The Supreme Court’s decision not to hear the gun industry’s challenge left New York’s firearms accountability law standing and kept alive one of the strongest state-level tools aimed at forcing manufacturers and dealers to police diversion into illegal markets. By declining review on June 15, 2026, the justices left in place a July 2025 ruling from the U.S. Court of Appeals for the 2nd Circuit that upheld the law in National Shooting Sports Foundation v. James.
New York enacted the statute in July 2021 as S.7196/A.6762 and codified it as Article 39-DDDD of the state’s General Business Law. The measure created a public-nuisance framework focused on the dangers to public safety and health from the sale, manufacturing, importing and marketing of firearms. It authorizes enforcement by the New York attorney general, local government lawyers and a private right of action for any person, firm, corporation or association damaged by violations.

The law also requires gun-industry members to use reasonable safeguards against trafficking, theft and straw purchasing.
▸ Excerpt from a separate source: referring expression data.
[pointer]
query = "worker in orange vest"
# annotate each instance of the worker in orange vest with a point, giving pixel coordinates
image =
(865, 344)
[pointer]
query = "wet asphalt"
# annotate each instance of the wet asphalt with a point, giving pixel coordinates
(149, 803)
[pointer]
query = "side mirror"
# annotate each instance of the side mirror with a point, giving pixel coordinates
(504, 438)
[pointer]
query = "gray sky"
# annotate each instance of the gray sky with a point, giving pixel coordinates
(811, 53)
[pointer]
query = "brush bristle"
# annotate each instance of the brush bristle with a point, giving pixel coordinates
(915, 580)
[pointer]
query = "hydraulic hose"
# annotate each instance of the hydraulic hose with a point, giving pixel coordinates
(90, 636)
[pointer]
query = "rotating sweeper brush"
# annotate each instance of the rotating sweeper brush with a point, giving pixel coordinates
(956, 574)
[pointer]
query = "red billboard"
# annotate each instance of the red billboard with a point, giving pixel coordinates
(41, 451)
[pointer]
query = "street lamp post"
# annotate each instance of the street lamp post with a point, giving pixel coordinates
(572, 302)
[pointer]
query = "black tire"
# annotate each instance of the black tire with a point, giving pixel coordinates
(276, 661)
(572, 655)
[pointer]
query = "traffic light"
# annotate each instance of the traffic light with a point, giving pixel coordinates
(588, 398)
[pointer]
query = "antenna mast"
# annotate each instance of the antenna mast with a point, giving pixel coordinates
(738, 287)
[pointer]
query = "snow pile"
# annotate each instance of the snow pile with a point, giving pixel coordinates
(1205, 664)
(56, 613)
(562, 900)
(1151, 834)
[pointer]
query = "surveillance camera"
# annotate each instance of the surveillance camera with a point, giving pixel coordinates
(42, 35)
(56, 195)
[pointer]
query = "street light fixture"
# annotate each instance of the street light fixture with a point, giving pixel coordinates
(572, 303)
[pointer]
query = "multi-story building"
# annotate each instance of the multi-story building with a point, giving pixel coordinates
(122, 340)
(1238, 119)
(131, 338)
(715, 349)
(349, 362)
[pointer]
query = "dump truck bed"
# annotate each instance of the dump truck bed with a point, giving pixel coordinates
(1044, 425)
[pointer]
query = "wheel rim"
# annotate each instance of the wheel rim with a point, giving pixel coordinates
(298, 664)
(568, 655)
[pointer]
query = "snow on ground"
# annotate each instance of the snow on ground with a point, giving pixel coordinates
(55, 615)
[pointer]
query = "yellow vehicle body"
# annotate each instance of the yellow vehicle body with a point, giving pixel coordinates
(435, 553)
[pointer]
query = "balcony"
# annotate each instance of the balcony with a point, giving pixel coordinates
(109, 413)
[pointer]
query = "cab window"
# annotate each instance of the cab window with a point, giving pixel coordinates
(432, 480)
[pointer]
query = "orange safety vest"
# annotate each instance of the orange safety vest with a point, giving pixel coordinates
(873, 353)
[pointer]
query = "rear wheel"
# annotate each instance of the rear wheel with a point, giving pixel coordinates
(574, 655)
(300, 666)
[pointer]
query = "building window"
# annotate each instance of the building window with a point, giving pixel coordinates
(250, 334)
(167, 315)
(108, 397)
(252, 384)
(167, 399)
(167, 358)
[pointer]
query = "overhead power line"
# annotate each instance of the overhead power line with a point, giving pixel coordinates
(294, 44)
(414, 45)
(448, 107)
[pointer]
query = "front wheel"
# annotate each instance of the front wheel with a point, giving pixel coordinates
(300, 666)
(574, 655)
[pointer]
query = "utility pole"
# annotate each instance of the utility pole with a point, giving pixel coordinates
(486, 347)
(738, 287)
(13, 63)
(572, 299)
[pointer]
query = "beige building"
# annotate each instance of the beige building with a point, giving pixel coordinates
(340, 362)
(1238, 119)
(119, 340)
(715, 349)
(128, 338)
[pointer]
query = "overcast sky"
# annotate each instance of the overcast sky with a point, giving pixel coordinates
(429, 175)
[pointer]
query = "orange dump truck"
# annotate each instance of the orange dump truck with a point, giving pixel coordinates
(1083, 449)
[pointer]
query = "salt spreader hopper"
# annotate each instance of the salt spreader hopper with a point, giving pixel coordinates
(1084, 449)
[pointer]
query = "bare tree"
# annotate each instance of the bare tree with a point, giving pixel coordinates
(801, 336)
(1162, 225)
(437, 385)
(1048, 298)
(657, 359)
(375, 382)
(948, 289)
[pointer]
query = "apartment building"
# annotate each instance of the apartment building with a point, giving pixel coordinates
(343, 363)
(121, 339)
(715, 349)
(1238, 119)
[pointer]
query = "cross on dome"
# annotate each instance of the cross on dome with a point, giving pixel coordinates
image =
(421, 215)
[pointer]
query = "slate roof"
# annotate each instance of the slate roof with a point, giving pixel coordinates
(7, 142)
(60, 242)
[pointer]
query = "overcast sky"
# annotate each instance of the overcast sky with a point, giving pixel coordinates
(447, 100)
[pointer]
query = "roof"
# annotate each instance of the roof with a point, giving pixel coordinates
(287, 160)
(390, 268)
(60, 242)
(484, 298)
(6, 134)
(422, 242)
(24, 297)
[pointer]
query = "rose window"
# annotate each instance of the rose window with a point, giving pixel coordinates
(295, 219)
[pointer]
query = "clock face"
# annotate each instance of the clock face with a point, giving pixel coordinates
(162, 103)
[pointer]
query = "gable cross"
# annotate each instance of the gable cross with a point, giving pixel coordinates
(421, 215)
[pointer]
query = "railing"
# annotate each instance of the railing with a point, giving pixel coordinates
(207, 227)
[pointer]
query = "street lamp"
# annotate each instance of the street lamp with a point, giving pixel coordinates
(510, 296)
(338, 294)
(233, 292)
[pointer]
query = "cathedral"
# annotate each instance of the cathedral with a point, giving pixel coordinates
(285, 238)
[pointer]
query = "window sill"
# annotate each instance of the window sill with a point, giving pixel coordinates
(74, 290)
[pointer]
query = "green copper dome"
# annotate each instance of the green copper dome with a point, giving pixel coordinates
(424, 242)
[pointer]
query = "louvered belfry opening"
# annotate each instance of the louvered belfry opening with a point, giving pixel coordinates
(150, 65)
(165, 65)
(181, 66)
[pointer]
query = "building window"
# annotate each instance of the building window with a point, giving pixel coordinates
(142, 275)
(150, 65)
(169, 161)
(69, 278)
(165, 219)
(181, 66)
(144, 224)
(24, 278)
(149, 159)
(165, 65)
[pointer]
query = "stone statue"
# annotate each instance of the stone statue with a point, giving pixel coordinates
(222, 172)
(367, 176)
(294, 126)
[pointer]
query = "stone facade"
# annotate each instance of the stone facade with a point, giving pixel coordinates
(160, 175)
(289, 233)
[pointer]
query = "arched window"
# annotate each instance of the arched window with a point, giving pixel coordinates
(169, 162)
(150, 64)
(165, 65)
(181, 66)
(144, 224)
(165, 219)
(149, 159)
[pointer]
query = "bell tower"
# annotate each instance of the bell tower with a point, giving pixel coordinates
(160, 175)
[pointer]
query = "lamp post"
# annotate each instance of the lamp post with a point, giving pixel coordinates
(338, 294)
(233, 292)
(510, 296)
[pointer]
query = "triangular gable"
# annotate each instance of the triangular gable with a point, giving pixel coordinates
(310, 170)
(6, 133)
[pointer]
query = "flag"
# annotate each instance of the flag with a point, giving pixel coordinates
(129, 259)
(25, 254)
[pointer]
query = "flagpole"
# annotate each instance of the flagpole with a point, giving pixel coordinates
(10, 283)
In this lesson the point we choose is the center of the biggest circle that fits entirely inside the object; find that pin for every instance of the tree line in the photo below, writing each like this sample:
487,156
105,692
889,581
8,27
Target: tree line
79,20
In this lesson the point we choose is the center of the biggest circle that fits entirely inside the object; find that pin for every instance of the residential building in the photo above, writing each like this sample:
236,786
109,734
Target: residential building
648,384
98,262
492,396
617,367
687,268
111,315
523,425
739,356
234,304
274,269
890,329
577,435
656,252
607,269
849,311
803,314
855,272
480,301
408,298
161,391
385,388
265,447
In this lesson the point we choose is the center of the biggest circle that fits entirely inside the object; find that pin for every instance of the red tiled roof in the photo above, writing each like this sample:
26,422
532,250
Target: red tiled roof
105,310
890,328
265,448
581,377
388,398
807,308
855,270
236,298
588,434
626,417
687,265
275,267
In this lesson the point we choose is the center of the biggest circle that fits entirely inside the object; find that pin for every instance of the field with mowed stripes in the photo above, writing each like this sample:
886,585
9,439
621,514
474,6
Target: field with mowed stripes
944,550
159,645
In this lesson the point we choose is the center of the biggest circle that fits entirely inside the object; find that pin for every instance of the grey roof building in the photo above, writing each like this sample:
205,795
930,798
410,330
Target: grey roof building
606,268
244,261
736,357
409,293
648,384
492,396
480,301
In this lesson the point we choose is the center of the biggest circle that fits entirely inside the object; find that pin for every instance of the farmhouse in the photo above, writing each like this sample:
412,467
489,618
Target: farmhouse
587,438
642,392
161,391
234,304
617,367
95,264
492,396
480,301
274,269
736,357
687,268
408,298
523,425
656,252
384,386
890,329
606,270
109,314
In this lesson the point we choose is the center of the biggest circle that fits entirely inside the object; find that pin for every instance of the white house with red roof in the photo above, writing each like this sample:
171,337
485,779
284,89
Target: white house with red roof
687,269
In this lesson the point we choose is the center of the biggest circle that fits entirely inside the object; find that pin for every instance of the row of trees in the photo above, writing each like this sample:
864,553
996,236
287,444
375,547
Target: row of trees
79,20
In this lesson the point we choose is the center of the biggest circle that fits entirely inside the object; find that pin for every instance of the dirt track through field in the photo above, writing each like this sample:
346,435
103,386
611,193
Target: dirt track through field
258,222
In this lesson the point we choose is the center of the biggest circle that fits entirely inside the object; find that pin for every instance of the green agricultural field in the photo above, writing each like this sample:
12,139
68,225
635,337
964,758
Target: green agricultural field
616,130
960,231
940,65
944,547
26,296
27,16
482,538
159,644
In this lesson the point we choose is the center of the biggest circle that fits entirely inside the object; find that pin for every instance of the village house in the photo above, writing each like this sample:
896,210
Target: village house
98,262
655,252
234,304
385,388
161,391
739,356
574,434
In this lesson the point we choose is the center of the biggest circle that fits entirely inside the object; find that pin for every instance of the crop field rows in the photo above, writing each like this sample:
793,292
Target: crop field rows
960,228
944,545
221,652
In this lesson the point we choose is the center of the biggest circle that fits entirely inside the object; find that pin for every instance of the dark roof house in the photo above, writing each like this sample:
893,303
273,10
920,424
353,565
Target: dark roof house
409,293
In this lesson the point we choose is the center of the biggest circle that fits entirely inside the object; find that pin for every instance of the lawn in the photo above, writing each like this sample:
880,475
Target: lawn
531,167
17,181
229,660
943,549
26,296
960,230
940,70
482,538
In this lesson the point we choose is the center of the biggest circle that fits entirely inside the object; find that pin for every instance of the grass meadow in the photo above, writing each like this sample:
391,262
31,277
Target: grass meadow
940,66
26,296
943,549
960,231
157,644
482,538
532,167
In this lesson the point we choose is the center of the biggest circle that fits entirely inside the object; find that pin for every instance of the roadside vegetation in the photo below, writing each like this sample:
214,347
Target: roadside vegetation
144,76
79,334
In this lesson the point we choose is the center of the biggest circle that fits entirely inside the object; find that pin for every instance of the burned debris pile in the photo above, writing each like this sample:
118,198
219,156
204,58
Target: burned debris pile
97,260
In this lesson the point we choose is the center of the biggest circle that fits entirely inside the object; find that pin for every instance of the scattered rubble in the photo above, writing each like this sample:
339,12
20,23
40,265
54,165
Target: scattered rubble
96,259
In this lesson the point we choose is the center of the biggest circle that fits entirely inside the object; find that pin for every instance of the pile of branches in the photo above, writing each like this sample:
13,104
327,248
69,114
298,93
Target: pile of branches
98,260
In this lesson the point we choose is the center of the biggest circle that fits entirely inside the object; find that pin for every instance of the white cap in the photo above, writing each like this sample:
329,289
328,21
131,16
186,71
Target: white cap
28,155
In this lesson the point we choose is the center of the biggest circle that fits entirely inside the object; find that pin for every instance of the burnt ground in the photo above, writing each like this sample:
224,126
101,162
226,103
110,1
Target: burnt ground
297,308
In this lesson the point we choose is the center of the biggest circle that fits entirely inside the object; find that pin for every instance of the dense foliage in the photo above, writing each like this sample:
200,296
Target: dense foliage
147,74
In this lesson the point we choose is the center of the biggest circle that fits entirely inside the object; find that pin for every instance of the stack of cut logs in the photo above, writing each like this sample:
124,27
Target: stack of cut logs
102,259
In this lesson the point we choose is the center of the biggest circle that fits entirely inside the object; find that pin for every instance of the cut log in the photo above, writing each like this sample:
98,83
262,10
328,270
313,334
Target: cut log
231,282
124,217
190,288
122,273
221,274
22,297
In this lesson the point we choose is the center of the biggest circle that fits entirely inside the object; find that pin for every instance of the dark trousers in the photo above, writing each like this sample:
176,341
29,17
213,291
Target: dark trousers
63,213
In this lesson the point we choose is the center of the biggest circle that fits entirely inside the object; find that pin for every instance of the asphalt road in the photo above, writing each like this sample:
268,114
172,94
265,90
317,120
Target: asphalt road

Letitia James said when the law was enacted that it was designed to restore the ability of states and localities to bring civil liability actions against firearm manufacturers and sellers. Supporters have since used it in major litigation, including claims tied to the Buffalo mass shooting and a case against ghost-gun sellers.
The challenge that reached the Supreme Court came from the National Shooting Sports Foundation and 14 industry members, including Beretta, Glock, Sig Sauer, Smith & Wesson and Sturm, Ruger. Their argument was built around the federal Protection of Lawful Commerce in Arms Act, enacted by Congress in 2005, which the industry says preempts New York’s law. New York countered that PLCAA contains an exception for suits based on knowing violations of state or federal laws applicable to the sale or marketing of firearms, and said that exception fits its statute.
The high court’s silence matters because it leaves manufacturers and dealers exposed to a law that can produce both damages claims and court-ordered changes in business practices. It also gives other states a practical roadmap: write a narrower accountability law, anchor it in state nuisance and consumer-protection theories, and tie liability to failures in trafficking controls rather than to the mere lawful sale of guns.
The refusal to intervene also fits a pattern. In June 2025, the court barred Mexico’s lawsuit against Smith & Wesson Brands, Inc. under PLCAA, showing it will enforce federal immunity when a claim falls squarely within the statute. But by letting New York’s law stand, the court signaled that broader state efforts to impose industry duties may survive, even without Congress revisiting federal gun-liability law.